Bayesian losses module¶
This tutorial demonstrates the functionality of a Bayesian losses module. It covers basic operations such as checking trainable parameters and forward propagation of loss functions.
Libraries¶
To get started, you'll need to import some essential libraries. The specific libraries you use will depend on the backend you've chosen, such as PyTorch, TensorFlow, or Jax. Additionally, you'll need to import NumPy.
import torch
import numpy as np
Functions¶
The check_parameters
function verifies the existence of trainable parameters.
def check_parameters(torch_module):
print("Check the existence of trainable parameters in the classes...")
torch_list_parameters = list(torch_module.parameters())
assert (
len(torch_list_parameters) != 0
), "No parameters availables in TorchTestModule"
print("Test passed!", "\n\n")
The check_forward_losses
function ensures that the loss functions produce consistent outputs.
def check_forward_losses(torch_module, torch_kl_divengence, torch_elbo_loss):
print("Check the forward propagation of the loss functions...")
# Input data
input_data = np.random.randn(1, 10).astype(np.float32)
y_true = np.random.randn(1, 10).astype(np.float32)
y_pred = np.random.randn(1, 10).astype(np.float32)
# PyTorch forward pass
torch_input = torch.from_numpy(input_data)
torch_output = torch_module(torch_input)
torch_kl_divengence_output = torch_kl_divengence(torch_module)

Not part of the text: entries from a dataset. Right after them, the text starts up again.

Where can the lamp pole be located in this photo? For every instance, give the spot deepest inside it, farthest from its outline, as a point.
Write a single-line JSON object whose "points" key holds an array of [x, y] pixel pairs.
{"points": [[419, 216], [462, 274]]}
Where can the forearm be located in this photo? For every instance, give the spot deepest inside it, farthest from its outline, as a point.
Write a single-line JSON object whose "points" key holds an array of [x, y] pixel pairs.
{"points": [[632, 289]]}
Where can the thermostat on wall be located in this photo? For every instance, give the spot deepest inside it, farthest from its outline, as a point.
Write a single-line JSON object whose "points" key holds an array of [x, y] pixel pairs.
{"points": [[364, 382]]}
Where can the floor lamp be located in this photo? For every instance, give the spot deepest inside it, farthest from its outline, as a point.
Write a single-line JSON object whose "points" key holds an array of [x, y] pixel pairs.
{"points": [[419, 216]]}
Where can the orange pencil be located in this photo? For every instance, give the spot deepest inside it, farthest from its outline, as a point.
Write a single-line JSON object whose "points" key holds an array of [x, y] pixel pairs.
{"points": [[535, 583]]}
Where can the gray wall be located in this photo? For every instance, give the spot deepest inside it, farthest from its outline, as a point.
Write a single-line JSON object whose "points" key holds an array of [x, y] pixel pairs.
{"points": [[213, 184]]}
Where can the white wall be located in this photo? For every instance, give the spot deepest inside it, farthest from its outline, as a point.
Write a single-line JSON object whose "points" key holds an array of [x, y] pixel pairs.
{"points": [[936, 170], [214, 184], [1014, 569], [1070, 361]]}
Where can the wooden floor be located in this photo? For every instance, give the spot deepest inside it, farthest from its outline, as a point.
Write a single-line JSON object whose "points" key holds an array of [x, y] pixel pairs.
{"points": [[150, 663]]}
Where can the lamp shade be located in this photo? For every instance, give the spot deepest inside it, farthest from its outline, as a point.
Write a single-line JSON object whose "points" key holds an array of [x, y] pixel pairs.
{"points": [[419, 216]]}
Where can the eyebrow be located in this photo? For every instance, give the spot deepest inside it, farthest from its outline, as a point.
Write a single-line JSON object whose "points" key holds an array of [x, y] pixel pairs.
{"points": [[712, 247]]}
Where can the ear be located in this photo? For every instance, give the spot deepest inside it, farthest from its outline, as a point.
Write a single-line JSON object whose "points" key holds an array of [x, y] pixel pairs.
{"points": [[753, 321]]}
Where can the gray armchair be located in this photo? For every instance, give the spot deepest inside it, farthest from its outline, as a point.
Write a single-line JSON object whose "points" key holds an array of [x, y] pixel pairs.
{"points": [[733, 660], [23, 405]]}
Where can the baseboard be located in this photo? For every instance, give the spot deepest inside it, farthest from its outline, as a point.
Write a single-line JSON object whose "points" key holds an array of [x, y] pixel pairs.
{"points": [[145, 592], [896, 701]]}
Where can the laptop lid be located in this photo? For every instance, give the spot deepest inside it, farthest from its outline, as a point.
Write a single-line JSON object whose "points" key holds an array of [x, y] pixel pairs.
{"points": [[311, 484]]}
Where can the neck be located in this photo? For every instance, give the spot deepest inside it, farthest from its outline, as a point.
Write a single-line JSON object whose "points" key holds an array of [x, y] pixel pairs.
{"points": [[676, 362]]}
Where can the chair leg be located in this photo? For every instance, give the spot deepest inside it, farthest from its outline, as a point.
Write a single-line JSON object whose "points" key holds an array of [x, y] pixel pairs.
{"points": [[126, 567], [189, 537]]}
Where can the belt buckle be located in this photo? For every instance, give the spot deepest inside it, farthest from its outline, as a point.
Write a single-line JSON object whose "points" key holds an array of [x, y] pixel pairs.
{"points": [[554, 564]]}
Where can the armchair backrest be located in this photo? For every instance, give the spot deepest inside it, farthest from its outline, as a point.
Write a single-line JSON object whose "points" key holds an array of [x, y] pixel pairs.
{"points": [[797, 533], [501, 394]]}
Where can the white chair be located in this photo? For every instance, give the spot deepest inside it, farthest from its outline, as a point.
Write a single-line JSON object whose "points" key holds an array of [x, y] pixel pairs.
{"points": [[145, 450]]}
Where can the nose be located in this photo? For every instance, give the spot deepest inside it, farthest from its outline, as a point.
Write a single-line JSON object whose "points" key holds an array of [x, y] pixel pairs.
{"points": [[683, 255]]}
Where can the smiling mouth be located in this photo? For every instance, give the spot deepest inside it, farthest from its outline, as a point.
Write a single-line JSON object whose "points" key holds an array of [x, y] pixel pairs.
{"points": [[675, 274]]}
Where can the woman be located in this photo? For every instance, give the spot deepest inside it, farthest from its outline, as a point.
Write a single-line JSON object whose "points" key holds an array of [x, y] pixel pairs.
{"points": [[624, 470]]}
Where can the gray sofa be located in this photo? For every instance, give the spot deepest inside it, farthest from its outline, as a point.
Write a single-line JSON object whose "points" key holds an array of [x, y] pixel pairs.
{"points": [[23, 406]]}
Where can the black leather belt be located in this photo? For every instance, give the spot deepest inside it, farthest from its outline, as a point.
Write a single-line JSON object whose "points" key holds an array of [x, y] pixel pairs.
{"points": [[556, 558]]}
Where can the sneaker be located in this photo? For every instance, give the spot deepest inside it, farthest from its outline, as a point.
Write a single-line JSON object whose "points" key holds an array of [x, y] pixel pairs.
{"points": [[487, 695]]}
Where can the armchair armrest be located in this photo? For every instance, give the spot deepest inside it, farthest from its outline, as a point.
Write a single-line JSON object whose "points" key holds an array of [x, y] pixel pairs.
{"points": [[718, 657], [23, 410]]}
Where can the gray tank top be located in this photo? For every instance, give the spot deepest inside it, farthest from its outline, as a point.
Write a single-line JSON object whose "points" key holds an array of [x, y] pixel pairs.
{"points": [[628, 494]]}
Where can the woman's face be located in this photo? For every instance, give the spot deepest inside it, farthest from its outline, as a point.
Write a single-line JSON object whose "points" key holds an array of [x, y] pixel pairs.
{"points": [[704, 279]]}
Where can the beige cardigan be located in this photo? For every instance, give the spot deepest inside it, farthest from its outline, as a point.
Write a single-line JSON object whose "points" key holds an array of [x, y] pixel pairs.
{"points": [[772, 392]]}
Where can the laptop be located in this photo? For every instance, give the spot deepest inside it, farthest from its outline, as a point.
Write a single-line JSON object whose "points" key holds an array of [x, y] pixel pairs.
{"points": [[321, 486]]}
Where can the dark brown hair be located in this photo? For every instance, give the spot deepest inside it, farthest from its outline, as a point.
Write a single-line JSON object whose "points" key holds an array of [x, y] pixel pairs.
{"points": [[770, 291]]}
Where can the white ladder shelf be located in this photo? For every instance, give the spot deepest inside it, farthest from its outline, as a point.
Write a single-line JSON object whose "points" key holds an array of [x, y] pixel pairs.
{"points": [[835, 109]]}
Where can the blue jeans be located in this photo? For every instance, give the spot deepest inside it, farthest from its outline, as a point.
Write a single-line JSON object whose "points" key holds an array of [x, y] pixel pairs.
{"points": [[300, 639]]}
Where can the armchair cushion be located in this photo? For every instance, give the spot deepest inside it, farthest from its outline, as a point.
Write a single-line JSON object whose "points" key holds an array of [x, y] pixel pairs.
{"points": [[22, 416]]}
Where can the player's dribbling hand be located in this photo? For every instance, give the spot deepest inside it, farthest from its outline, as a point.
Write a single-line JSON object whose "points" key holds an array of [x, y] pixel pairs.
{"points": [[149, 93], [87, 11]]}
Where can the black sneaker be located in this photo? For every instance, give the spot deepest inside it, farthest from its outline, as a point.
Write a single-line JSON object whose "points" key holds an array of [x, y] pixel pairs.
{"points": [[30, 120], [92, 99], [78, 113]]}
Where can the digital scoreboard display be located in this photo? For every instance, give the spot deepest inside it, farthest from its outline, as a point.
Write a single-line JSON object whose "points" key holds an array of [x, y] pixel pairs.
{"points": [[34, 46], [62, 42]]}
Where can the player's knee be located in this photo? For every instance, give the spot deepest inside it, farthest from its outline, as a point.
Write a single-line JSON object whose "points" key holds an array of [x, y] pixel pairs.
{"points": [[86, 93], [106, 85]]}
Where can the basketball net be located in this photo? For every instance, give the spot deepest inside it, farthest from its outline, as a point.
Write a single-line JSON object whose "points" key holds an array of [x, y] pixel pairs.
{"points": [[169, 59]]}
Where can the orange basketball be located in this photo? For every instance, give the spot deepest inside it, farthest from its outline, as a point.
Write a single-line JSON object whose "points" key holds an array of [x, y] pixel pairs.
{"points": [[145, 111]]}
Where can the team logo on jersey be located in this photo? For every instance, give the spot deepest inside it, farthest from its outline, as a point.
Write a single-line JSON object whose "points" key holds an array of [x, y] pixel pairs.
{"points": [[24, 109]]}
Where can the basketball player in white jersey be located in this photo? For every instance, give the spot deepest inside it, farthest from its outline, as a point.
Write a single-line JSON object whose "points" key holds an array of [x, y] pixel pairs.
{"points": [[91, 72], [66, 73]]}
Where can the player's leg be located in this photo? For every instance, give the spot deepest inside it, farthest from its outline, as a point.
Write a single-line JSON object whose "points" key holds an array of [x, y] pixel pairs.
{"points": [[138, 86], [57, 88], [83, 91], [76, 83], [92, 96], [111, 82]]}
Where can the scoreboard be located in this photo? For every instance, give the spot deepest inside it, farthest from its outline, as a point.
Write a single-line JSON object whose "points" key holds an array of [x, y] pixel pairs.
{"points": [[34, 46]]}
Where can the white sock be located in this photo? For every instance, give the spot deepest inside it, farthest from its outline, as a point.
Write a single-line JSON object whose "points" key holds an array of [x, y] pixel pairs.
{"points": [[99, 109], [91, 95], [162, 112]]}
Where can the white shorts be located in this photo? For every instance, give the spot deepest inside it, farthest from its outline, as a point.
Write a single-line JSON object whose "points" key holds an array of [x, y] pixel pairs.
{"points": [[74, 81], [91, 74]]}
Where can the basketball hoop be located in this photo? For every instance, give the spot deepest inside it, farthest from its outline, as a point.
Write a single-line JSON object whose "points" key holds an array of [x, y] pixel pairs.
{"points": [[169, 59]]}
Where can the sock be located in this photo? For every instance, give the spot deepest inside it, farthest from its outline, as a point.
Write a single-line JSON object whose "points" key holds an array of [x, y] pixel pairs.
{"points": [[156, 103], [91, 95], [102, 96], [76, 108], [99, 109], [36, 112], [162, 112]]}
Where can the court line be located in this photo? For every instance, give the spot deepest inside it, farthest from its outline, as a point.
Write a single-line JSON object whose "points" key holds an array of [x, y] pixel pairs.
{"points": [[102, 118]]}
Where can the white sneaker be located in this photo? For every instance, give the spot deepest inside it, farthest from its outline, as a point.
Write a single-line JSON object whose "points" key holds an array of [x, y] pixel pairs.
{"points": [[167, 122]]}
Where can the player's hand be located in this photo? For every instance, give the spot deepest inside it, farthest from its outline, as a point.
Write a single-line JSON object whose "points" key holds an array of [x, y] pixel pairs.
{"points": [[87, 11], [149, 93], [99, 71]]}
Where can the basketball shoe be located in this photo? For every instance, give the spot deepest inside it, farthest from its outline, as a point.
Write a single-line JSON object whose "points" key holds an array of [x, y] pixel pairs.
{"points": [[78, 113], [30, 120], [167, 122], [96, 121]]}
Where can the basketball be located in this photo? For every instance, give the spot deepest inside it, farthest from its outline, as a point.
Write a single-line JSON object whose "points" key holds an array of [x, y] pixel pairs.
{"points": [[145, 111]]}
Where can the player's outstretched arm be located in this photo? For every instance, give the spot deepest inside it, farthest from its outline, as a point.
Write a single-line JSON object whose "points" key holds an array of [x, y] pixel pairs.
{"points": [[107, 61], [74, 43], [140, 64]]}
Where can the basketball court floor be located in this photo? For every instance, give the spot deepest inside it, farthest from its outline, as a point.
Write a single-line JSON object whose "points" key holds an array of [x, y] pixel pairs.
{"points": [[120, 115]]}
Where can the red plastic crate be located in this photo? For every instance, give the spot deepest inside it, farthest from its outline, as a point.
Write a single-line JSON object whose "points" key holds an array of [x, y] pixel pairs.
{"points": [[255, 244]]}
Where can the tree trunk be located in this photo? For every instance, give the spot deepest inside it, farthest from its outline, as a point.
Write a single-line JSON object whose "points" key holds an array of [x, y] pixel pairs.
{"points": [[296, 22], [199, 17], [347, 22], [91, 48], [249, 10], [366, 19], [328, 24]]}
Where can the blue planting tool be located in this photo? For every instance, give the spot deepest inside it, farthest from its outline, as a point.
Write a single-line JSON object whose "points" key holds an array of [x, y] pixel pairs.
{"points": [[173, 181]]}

torch_elbo_loss_output = torch_elbo_loss(
torch.from_numpy(y_true), torch.from_numpy(y_pred), torch_module
)
# Assert that the outputs are similar
print("Torch output:", torch_output)
print("Torch KL divergence output:", torch_kl_divengence_output)
print("Torch ELBO loss output:", torch_elbo_loss_output)
print("Test passed!", "\n\n")
The run_all_tests
function executes all test functions in sequence to validate the module's functionality.
def run_all_tests(torch_module, torch_kl_divengence, torch_elbo_loss):
check_parameters(torch_module)
check_forward_losses(torch_module, torch_kl_divengence, torch_elbo_loss)
Illia¶
When setting the backend, we import the Illia library, which provides Bayesian module implementations. Note that backend selection requires a kernel restart and cannot be changed dynamically.
import sys
import os
sys.path.append("/home/dani/Repositorios/illia/")
os.environ["ILLIA_BACKEND"] = "torch"
from illia.nn import BayesianModule, Linear
from illia.losses import KLDivergenceLoss, ELBOLoss
Class definitions¶
Define test classes implementing a simple linear layer and a method to compute KL divergence. These classes will be used in the tests.
class TorchTestModule(BayesianModule):
def __init__(self):
super().__init__()
self.linear = Linear(10, 5)
def forward(self, x):
return self.linear(x)
def kl_cost(self):
return torch.tensor(1.0), 1
# PyTorch
torch_kl_divengence = KLDivergenceLoss()
torch_elbo_loss = ELBOLoss(loss_function=torch.nn.MSELoss())
torch_module = TorchTestModule()
Finally, run all tests to ensure that the module's functionalities work as expected across backends.
run_all_tests(torch_module, torch_kl_divengence, torch_elbo_loss)
Check the existence of trainable parameters in the classes... Test passed! Check the forward propagation of the loss functions... Torch output: tensor([[-0.3599, 0.1619, -0.0092, 0.4080, 0.4452]], grad_fn=<AddmmBackward0>) Torch KL divergence output: tensor(4.7174, grad_fn=<MulBackward0>) Torch ELBO loss output: tensor(1.4076, grad_fn=<DivBackward0>) Test passed!